Despite these various proposals, it is still considered that there is a need to conceive of a more effective, practical and, most importantly, reliable arrangement capable of convenient use in a hot cell.
Broadly, the present invention provides a method of containing and densifying particulate supply material comprising pouring the waste material into a bellows container of generally cylindrical form with side wall including a bellows-like formation and of heat and decay resistant material, closing the bellows container with a lid, placing the bellows container on an upwardly displaceable ram having a heat resistant surface portion, displacing the ram upwardly to press the bellows container against a fixed abutment, maintaining substantially axially pressure on the bellows container and maintaining a sufficiently elevated temperature in the bellows container for a sufficient length of time to cause densification of said particulate supply material in the bellows container and axial compression of the bellows container, the arrangement being such that deformation of the bellows container occurs in its axial direction and removing the bellows container after completion of the densification step.
The invention thus can provide a most effective and reliable process for use with supply material in the form of high level radioactive waste and capable of long term operation in a hot cell with ease of operation of the process and maintenance of equipment.
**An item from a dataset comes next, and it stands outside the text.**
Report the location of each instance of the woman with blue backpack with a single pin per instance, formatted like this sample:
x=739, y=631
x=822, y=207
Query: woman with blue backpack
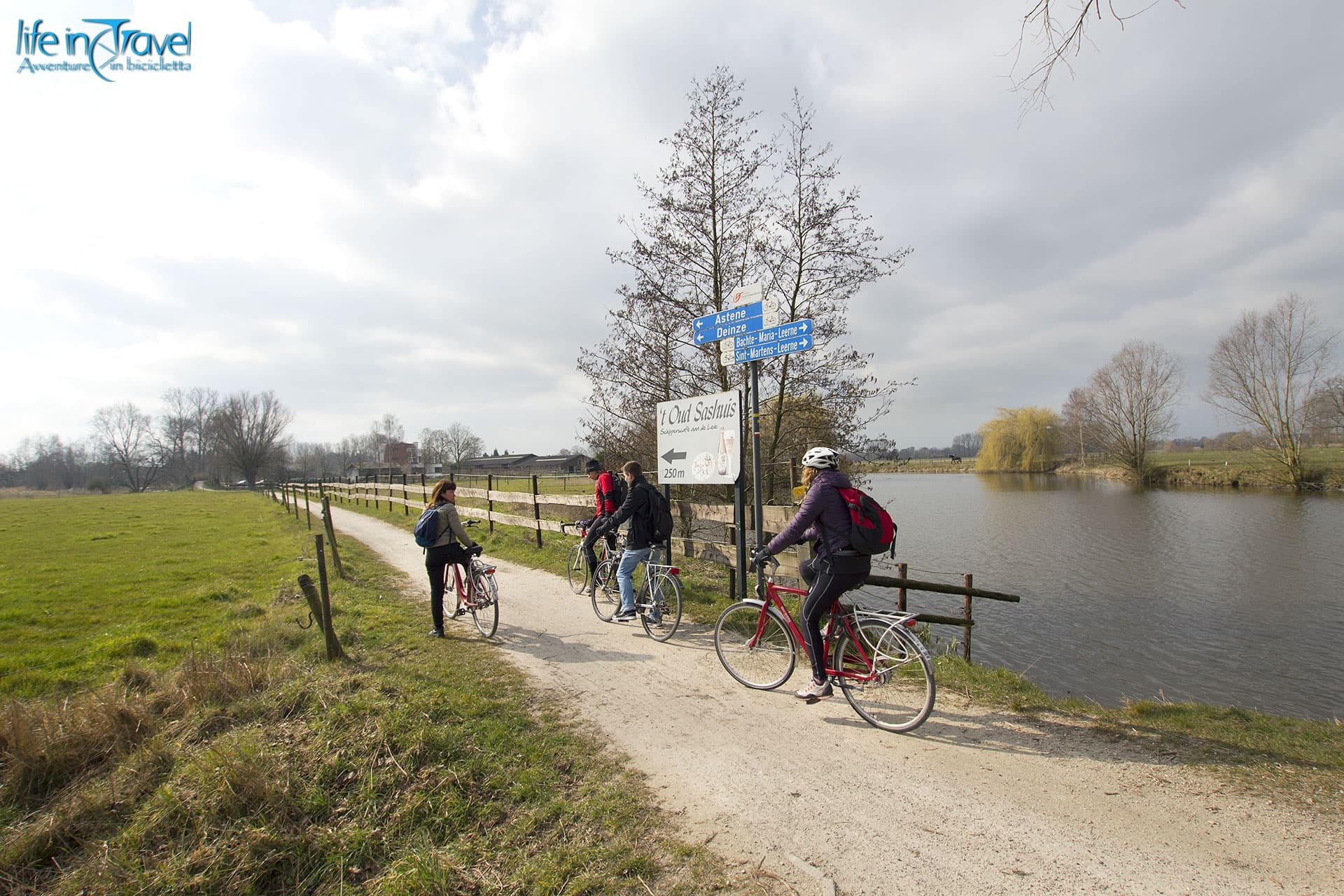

Furthermore. the method characterised by the upward pressing technique permits considerable economy of capital equipment and the hot cell space required by virtue of the use of a single ram with a fixed abuttment. Since typically operating temperatures in the region of 1100⁰C will be used, a substantial refractory facing can readily be provided for the fixed abutment and also for the refractory ram. The upward pressing method facilitates, in a preferred embodiment, a most easily serviced apparatus since the refractory facing for the ram can simply be a disc-like pad located by simple locating means such as a spiggot and socket with the pad essentially remaining in position under the force of gravity, Thus. using manipulators in a hot cell a worn refractory pad can readily be removed for disposal and a replacement pad fitted.
Furthermore, a major improvement in the process can occur when the broad method described above is used in combination with a preheating step substantially without the application of pressure.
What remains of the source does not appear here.